Storage elasticity on IaaS clouds is an important feature for data-intensive workloads: storage requirements can vary greatly during application runtime, making worst-case over-provisioning a poor choice that leads to unnecessarily tied-up storage and extra costs for the user. While the ability to adapt dynamically to storage requirements is thus attractive, how to implement it is not well understood. Current approaches simply rely on users to attach and detach virtual disks to the virtual machine (VM) instances and then manage them manually, thus greatly increasing application complexity while reducing cost efficiency. This talk focuses on transparent techniques to handle storage elasticity for two dimensions:
(1) storage space; and (2) bandwidth. It introduces several adaptive monitoring and prediction schemes that automatically add and remove virtual disks of different capacities and I/O capabilities in order to get as close as possible to the application requirements in terms of both space and bandwidth. These contributions are discussed in the context of both synthetic benchmarks and real-life applications, where they demonstrate large reductions in cost with minimal impact on performance when compared to over-provisioning.
Bio:
Bogdan Nicolae is a member of the High Performance Systems group of IBM Research Ireland.
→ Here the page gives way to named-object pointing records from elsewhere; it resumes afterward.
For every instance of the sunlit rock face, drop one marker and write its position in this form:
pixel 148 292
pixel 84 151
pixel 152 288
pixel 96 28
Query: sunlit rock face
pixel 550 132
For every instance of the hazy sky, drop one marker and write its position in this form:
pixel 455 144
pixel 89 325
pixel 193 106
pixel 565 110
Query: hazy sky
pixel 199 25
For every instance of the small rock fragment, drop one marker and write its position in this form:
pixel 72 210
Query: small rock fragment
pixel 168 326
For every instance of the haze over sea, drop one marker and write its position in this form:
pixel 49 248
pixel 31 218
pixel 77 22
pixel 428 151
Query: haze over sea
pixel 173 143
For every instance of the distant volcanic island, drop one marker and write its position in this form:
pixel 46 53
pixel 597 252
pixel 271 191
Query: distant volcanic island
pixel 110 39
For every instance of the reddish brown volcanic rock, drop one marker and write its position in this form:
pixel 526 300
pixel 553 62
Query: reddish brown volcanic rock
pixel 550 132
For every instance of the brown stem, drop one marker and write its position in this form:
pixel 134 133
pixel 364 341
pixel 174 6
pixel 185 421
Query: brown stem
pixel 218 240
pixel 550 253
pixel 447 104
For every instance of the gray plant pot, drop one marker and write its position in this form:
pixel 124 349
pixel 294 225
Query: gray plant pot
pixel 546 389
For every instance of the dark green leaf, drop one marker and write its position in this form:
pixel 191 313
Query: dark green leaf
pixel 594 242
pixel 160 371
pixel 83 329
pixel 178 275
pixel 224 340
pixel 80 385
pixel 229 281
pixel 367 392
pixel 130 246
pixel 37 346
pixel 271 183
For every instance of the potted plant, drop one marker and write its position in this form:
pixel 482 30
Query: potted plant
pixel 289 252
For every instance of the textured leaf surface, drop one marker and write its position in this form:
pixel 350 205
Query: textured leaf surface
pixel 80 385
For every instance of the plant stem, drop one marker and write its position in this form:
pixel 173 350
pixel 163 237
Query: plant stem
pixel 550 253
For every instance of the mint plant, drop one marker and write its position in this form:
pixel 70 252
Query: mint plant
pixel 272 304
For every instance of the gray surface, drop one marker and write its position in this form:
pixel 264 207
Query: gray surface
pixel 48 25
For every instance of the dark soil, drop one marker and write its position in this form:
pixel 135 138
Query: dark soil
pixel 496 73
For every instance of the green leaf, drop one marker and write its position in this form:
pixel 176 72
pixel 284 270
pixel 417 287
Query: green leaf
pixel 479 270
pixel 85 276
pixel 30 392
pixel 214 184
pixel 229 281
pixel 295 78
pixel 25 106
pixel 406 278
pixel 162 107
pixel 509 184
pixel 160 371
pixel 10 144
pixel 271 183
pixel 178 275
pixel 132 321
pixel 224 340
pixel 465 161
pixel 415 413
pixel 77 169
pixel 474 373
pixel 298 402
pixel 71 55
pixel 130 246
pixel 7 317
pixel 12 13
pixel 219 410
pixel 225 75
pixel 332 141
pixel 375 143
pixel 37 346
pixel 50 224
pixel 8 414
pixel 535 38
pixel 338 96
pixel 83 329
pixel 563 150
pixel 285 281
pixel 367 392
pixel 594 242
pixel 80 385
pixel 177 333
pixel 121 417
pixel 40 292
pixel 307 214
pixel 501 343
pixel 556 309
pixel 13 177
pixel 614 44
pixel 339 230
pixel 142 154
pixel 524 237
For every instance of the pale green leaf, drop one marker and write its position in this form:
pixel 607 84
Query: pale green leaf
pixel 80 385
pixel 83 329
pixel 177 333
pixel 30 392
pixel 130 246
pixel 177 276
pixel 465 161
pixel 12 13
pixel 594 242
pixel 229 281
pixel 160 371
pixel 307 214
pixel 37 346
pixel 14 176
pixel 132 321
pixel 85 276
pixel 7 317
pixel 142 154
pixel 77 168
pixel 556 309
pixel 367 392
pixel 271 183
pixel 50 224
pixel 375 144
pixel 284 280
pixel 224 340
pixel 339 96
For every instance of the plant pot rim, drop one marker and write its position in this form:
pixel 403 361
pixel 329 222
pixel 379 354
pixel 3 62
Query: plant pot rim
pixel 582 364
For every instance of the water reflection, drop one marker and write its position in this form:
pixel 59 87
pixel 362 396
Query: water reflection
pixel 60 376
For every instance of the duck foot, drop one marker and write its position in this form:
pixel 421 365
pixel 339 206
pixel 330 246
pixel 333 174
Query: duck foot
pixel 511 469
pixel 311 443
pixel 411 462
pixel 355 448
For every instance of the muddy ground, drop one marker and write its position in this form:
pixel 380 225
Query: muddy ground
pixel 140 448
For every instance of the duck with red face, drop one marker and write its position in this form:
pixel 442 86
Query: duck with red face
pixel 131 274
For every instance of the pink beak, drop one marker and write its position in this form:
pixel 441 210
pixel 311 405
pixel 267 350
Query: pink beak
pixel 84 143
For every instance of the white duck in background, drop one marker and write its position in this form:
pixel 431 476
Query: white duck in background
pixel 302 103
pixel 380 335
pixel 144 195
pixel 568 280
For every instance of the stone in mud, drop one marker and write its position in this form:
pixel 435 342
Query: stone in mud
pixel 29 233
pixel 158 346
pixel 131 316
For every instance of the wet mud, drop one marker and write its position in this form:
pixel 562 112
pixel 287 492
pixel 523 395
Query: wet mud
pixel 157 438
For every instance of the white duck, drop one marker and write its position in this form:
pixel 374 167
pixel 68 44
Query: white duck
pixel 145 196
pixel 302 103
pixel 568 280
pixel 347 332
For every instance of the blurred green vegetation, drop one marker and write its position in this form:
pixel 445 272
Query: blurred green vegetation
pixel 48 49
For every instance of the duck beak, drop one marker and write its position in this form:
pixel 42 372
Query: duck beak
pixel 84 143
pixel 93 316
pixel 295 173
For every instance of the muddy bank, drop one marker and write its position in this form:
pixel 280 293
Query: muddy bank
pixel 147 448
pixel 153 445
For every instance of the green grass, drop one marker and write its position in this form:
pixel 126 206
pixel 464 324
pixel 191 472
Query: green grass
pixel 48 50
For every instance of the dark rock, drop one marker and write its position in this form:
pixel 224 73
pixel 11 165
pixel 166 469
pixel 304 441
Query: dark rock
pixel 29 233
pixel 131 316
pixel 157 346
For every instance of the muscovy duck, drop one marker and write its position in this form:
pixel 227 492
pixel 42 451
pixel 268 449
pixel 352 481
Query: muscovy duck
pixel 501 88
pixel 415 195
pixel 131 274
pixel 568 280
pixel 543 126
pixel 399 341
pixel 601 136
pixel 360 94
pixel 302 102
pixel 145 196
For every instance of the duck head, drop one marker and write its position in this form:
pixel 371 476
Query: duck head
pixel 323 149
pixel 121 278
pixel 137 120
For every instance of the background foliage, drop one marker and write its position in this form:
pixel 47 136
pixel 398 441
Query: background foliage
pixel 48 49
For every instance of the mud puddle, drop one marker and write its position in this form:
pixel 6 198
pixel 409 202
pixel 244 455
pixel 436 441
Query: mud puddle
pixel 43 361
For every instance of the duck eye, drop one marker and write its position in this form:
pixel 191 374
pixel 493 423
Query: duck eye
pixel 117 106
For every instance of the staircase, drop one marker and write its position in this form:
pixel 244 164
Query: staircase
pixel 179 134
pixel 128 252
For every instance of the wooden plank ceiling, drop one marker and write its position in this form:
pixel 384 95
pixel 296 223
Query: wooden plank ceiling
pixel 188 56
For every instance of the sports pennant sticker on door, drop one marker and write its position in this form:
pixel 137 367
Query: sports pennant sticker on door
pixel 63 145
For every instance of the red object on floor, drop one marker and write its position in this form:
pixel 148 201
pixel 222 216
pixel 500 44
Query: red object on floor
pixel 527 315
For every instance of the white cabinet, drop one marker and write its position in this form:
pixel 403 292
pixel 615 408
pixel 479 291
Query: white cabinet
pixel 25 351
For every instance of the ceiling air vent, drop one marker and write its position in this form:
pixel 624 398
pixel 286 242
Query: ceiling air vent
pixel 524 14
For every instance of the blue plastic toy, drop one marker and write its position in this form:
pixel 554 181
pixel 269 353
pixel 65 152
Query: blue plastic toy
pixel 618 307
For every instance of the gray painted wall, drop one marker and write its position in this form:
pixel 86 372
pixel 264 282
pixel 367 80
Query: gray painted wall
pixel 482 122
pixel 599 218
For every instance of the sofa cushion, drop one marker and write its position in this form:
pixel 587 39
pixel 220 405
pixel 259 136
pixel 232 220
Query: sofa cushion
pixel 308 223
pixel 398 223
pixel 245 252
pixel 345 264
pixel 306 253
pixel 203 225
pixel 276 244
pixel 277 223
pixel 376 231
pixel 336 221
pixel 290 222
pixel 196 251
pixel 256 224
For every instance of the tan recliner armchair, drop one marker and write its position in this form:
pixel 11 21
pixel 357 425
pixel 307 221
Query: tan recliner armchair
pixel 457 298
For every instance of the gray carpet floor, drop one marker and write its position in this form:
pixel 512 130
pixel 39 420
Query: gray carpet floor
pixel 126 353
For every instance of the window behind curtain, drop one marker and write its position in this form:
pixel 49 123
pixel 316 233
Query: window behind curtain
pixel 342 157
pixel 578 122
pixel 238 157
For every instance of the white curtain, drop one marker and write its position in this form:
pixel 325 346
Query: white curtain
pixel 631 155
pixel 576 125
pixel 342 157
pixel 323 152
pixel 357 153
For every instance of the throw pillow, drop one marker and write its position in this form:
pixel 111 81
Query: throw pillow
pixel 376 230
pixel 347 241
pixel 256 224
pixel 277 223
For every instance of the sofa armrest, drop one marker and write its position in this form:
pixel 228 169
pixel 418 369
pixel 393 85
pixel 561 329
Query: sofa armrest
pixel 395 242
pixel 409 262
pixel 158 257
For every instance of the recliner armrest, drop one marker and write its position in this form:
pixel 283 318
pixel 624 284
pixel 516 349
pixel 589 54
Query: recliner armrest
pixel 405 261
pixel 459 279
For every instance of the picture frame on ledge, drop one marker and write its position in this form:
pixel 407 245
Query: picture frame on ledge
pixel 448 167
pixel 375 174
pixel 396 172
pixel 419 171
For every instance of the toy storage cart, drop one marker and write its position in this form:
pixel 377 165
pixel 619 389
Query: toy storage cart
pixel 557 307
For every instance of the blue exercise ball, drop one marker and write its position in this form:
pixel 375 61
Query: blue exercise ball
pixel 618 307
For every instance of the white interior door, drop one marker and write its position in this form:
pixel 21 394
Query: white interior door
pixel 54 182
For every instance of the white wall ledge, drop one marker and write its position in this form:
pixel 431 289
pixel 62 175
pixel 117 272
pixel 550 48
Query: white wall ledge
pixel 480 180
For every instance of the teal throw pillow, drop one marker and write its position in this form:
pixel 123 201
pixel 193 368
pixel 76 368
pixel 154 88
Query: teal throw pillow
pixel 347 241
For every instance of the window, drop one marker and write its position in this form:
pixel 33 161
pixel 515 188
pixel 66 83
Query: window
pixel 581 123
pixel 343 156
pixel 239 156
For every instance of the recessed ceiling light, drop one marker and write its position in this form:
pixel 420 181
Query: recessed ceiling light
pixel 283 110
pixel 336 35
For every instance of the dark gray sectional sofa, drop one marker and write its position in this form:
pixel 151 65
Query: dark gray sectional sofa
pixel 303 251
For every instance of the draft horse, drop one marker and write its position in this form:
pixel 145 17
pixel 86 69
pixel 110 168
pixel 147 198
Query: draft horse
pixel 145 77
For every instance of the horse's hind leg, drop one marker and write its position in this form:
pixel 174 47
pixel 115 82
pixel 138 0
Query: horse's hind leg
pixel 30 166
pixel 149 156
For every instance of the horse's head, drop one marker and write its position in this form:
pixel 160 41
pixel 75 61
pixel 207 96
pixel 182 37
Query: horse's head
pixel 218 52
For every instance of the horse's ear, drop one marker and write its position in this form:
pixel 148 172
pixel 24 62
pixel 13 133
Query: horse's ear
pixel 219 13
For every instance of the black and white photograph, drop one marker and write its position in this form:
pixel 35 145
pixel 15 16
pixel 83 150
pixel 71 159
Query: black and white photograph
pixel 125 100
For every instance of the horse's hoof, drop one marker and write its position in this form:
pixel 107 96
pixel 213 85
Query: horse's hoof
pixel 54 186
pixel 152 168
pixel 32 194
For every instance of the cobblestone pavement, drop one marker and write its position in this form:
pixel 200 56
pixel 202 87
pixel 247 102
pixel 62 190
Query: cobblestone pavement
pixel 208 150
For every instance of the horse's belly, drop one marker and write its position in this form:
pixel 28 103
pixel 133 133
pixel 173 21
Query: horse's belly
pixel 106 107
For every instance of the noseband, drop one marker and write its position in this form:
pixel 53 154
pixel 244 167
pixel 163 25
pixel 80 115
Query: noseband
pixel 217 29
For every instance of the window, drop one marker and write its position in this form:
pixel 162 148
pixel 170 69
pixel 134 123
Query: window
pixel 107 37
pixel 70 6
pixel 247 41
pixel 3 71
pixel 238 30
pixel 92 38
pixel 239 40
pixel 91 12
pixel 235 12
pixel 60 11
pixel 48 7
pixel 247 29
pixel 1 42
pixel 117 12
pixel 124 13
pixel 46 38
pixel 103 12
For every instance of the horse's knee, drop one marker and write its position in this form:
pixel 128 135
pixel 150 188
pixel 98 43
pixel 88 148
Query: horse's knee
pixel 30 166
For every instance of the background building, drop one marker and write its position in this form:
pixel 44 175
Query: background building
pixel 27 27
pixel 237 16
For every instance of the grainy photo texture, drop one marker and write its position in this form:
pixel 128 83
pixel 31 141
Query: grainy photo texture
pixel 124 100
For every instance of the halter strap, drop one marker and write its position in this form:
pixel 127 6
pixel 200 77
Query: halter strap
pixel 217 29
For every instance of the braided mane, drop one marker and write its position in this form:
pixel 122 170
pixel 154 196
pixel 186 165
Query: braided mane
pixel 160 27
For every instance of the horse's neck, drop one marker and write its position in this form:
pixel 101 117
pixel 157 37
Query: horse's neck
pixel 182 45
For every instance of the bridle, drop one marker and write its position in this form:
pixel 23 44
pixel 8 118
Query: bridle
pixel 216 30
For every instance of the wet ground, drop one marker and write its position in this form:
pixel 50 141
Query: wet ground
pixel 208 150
Before this, he was a postdoc within the Joint Laboratory for Petascale Computing, an initiative of University of Illinois at Urbana-Champaign, the National Center for Supercomputing Applications and INRIA. He holds a PhD from University of Rennes 1, France (2010) and a Dipl. Eng. degree from Politehnica University Bucharest, Romania (2007). His research revolves around scalable storage techniques and fault tolerance for cloud computing and exascale architectures.